Huh. That sounds crazy. I've done everything I can think of to test on my Eizo CG2730, but don't see any abnormal banding.

No, I can't get 30 bits to work now, but that's nothing new. That's been on and off forever. So I do see the individual 0-255 steps. But nothing special beyond that. I'd still trust this monitor absolutely for any critical work.

It's also very curious that Eizo firmly place the blame on 1903, but without anything to support the claim. If this happens on a hardware calibrated unit that doesn't rely on calibration LUTs, and the profiles are healthy - the prime suspect would naturally be a buggy video driver, not the OS. I'm not saying it couldn't happen, it's just unlikely enough that other factors need to be ruled out first.

My private suspicion is that someone at Eizo finally discovered the ProPhoto banding bug in OpenGL code. As it happens, this tends to get worse with table-based monitor profiles, which ColorNavigator makes at default settings. Switch to matrix, and most of it is gone. Switch to Adobe RGB instead of ProPhoto, and the issue vanishes completely.

(BTW, the gHacks piece seems to mix up two unrelated issues. Failure to load the calibration LUTs has nothing to do with banding, and it's not what Eizo is concerned about.

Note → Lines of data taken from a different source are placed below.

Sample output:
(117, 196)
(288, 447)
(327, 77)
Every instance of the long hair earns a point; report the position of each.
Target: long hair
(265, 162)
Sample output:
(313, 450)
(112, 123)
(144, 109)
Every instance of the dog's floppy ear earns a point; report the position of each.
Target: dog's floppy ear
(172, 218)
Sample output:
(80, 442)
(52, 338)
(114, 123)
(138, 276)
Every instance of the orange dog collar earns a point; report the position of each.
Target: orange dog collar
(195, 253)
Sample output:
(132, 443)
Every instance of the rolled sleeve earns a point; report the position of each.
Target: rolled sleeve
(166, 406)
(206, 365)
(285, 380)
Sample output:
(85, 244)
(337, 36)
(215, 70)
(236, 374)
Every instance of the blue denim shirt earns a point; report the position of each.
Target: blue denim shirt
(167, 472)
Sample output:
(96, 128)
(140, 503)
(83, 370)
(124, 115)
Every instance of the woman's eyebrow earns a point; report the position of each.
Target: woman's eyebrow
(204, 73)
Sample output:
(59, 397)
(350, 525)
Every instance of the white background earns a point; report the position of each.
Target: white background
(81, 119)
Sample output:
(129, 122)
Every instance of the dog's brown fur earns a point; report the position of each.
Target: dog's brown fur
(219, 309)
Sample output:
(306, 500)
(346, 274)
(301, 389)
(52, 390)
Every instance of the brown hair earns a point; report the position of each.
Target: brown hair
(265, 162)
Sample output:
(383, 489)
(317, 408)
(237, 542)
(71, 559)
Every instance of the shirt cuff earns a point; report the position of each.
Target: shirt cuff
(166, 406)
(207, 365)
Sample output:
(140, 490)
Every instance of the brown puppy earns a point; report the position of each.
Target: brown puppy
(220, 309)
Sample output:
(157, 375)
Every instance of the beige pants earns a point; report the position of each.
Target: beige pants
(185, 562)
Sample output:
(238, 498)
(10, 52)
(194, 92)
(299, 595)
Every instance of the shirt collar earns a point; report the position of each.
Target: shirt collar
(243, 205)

They wouldn't be, it doesn't apply on Eizo ColorEdges).

Participating Frequently
July 24, 2019

ColorNavigator profiles, like other ICC profiles generated by other HW calibration solutions after calibration, stores a linear calibration (no calibration) in profile's VCGT tag in order to clean any existing graphics card calibration.
It's like other ICC profiles generated by GPU calibration suites like DIsplayCAL, but with a linear calibration.

There is a bug in Windows 10 1903 that once you reload into GPU a calibration (load ICC profile VCGT tag contents into GPU LUTs) it shows this distinctive banding  with borad bands or steps.
Suggested workarrounds include disable MS loader for GPU LUT on startup: if you assign an old ICC profile generated with ColorNavigator nd reboot/lonoff-logon there is no banding issue. It you change default display profile at OS level while in a Windows session it is going to reload whatever VCGT content it has to GPU LUTs... and suffer this kind of banding related to 1903.

As some user reports with no GPU drivers (no vendor specific drivers) there is no bug because there is no access to GPU LUT.

This bug is everywhere: AMD GPUs, nvidia GPUs, Dells, Eizos, HW cal, software CAL... try to load VCGT contents of a profile in GPU LUT result in banding unless you reboot or logout&login.
Miscrosoft broke something related to GPU LUT loading.

This bug also applies to traditional GPU calibration like DisplayCAL with GPUs that produce no banding in this setup (like AMD radeons with their 10+bit LUTs + dithering at output, among others). BUT, and this is important, if you do the workarround trick and disable scheduled task WindowsColorSystem on computer boot VCGT calibration contents of a ICC profile are loaded properly into GPU LUT, with no banding (DisplayCAL LUT loader des the job). But if you change display profile (so you load another calibration, even if it is linar) the bug is back. Hence when user changes default display profile in OS (control panel / color management) there is something triggered that acts like this scheduled task. If we or MS find a way to disable it we can make our calibration work as intended.

Participating Frequently
July 24, 2019

Yes totally agree with you there is bug in windows 10.